Press the Marinade In: Using your hands instead of a brush presses the paste into the surface so it stays put when the heat hits instead of sliding off.
Prepare the Chimichurri Sauce
- In a bowl, combine the chopped parsley, oregano, minced garlic, red wine vinegar, red pepper flakes, salt, and pepper.
- Slowly drizzle in the olive oil while stirring to bring the sauce together.
- Cover and leave at room temperature for at least 15 minutes, or up to 1 hour before serving.
Time Fixes Chimichurri: Let it sit at room temperature for at least 15 minutes. The vinegar mellows the raw garlic and the oil absorbs the herb flavor in a way that just-made chimichurri never achieves.
Make the Salsa Criolla
- Soak the thinly sliced red onion in cold water for 10 minutes to mellow its sharpness, then drain and pat dry.
- In a bowl, combine the onion, sliced chili, chopped cilantro, lime juice, olive oil, salt, and pepper.
- Let sit for at least 10 minutes before serving to allow the flavors to develop.
Cook the Flank Steak
- Heat a cast-iron skillet or grill pan over high heat until very hot. You want it smoking before the steak goes in.

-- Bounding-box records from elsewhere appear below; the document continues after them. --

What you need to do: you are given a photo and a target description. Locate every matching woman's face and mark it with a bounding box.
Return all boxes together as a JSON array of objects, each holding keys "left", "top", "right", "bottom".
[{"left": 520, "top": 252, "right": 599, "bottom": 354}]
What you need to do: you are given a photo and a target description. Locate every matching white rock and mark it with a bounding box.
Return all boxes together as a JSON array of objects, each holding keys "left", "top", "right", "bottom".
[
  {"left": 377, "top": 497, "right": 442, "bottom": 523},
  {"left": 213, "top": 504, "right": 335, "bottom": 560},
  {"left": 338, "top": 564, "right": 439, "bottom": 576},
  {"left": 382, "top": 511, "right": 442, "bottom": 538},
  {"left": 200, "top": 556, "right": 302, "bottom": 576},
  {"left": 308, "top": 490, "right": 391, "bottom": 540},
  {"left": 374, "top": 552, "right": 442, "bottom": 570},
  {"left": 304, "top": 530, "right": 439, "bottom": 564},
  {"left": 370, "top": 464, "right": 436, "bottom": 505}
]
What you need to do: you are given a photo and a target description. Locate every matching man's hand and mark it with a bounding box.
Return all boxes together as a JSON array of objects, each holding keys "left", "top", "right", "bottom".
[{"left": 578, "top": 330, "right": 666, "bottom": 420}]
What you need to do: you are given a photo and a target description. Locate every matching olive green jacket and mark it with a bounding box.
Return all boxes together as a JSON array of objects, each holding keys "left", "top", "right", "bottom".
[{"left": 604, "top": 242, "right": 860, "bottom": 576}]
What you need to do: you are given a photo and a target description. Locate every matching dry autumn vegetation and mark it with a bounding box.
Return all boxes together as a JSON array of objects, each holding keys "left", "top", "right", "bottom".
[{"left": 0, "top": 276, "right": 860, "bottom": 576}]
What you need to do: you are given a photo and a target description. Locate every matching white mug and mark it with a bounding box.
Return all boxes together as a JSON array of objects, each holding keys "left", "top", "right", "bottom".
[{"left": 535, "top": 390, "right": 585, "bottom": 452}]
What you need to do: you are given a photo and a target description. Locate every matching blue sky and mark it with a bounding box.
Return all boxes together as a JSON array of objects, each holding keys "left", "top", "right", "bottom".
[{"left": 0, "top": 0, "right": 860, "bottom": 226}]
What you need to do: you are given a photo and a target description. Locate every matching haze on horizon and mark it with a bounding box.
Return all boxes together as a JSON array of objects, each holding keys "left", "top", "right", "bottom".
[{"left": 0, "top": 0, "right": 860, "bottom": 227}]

- Place the steak in the pan and leave it completely undisturbed for 3 to 4 minutes. Don't move it.
- Flip once and cook for another 3 to 4 minutes for medium-rare, adjusting time for preferred doneness.
- Remove from heat and rest on a cutting board for 8 to 10 minutes before slicing against the grain. Flank bleeds if you rush the rest.
- Slice thinly against the grain at a slight angle for maximum tenderness.
Don't Move the Steak: Leaving it alone for the first three minutes builds the crust. Moving it breaks contact with the pan and you get gray instead of brown.
Slice Against the Grain: Flank has a very visible grain running lengthwise. Cutting across it shortens the muscle fibers and is the difference between tender and chewy.
Plate and Serve
- Fan the sliced steak across a wide cutting board or serving platter.
- Spoon chimichurri in a line down the center of the slices, then pile the salsa criolla on top.
- Garnish with micro cilantro or parsley, lime wedges, and edible flowers if using. Serve immediately.
Notes
Plating: Rest the flank 10 minutes, slice thinly against the grain, then fan the slices across a warm white plate, seared side up. Tomato wedges tucked against one side, cut-side out. Salsa criolla piled on top of the steak in a loose mound with the chimichurri spooned into it so the green and red onion read together. Orange-yellow pan juices pooled around the base, not over the top. Micro cilantro scattered over the mound.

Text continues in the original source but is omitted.